The Four-step Problem-solving Process
George Polya described the experience of problem solving in his
book, How to Solve It, p. v:
A great discovery solves a great problem but there is a grain
of discovery in the solution of any problem. Your problem may be
modest; but if it challenges your curiosity and brings into play
your inventive facilities, and if you solve it by your own means,
you may experience the tension and enjoy the triumph of discovery.
As part of his work on problem solving, Polya developed a four-step
problem-solving process similar to the following:
- Understanding the Problem
- Can you state the problem in your own words?
- What are you trying to find or do?
- What are the unknowns?
- What information do you obtain from the problem?

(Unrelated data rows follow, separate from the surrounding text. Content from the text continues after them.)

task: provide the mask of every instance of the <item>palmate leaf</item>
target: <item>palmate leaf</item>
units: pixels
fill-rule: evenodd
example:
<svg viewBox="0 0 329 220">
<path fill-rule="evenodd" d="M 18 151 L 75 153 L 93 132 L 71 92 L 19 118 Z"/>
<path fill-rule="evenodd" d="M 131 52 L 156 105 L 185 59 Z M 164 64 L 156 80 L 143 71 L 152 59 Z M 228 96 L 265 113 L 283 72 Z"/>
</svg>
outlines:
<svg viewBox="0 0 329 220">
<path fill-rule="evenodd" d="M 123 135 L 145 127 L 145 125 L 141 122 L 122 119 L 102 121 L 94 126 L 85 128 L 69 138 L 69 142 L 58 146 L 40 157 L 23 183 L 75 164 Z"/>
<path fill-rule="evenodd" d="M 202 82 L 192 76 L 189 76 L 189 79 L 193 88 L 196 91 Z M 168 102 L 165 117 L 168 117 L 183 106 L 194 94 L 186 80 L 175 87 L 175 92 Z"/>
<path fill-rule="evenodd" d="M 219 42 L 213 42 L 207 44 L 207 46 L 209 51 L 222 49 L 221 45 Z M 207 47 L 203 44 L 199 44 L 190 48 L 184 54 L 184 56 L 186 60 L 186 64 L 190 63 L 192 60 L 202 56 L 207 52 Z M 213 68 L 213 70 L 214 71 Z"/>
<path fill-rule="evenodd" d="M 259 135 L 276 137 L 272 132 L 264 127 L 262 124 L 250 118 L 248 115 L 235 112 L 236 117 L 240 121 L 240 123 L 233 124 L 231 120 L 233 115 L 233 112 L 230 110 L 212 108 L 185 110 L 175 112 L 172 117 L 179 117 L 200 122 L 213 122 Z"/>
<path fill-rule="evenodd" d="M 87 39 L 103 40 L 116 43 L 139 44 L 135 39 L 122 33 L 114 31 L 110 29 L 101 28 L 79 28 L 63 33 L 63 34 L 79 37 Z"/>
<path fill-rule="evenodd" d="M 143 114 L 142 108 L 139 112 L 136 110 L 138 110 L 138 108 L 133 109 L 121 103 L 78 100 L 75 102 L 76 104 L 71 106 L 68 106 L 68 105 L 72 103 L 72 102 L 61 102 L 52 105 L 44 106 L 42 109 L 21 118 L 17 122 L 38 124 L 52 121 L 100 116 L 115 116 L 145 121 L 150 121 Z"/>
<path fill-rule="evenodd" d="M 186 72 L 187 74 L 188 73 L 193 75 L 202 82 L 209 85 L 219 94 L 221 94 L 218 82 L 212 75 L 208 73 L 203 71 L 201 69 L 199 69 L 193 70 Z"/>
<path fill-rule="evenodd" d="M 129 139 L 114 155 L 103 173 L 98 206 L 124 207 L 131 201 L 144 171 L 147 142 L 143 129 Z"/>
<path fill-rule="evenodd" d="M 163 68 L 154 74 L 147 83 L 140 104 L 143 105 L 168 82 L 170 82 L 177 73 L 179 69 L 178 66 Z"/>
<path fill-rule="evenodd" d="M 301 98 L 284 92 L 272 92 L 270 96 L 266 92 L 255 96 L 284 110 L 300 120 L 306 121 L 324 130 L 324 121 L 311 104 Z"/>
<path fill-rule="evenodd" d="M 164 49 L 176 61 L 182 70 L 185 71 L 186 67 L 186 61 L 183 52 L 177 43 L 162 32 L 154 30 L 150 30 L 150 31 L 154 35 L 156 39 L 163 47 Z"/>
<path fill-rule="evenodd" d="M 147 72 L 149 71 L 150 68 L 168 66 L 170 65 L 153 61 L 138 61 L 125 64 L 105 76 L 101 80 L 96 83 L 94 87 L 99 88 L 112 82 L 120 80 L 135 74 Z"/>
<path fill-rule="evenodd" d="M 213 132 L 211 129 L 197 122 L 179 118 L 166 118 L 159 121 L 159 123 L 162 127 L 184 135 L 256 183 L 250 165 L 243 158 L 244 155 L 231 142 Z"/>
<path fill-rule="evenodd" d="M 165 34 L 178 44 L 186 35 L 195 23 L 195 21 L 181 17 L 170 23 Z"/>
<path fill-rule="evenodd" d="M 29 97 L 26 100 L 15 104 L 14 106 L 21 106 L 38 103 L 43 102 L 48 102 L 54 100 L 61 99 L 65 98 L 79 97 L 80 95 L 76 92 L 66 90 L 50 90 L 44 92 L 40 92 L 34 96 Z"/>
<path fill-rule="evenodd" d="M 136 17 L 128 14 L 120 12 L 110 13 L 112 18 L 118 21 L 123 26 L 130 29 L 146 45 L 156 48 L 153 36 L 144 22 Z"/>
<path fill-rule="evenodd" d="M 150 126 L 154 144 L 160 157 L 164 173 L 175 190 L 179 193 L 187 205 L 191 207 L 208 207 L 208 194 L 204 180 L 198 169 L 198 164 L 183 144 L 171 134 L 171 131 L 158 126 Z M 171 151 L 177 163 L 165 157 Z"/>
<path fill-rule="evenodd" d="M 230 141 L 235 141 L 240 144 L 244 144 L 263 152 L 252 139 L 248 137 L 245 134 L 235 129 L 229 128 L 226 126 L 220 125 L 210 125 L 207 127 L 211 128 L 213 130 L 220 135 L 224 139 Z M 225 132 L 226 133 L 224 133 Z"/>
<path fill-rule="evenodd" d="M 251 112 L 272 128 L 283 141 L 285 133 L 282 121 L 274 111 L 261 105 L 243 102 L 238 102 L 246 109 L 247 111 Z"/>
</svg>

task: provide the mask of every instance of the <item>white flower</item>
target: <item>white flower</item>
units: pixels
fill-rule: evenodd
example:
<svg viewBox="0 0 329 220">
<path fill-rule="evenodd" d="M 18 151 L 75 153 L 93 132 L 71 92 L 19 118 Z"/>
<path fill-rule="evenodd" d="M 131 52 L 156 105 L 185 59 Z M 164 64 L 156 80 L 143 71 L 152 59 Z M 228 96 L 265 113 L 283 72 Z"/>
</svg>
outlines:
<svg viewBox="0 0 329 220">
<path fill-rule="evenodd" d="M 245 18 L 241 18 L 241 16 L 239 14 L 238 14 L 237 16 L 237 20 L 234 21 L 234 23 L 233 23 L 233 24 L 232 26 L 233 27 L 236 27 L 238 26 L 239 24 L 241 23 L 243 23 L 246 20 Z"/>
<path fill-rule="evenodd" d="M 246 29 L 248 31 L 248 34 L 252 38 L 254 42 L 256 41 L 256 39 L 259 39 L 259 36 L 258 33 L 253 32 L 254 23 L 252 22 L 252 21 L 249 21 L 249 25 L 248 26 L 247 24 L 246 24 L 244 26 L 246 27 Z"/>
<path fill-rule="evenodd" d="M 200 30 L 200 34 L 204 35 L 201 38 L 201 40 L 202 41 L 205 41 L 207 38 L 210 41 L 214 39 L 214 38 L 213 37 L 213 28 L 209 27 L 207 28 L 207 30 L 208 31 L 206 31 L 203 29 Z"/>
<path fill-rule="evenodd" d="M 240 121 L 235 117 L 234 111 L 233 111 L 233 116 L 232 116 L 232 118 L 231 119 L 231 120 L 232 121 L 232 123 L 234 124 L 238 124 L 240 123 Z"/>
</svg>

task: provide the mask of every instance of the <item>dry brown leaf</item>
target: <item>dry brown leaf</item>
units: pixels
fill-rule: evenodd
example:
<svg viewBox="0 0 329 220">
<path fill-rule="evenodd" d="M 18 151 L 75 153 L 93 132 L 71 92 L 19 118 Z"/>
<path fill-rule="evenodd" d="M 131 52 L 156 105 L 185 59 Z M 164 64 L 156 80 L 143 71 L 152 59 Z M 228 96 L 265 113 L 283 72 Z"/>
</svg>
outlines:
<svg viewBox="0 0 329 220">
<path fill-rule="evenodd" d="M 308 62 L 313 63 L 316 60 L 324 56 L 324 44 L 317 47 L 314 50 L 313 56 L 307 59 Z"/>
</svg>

- What information, if any, is missing or not needed?
- Devising a Plan
The following list of strategies, although not exhaustive, is very useful:
- Look for a pattern.
- Examine related problems and determine if the same
technique can be applied.
- Examine a simpler or special case of the problem
to gain insight into the solution of the original problem.
- Make a table.
- Make a diagram.
- Write an equation.
- Use a guess and check.
- Work backward.
- Identify a subgoal.
- Carrying out the Plan
- Implement the strategy in Step 2 and perform any necessary
actions or computations.
- Check each step of the plan as you proceed. This may be
intuitive checking or a formal proof of each step.
- Keep an accurate record of your work.
These and other general mathematics problem-solving strategies, or
rules of thumb for successful problem solving, are called heuristics.
- Looking Back
- Check the results in the original problem. In some cases, this
will require a proof.
- Interpret the solution in terms of the original problem. Does
your answer make sense? Is it reasonable?
- Determine whether there is another method of finding the solution.
- If possible, determine other related or more general problems
for which the techniques will work.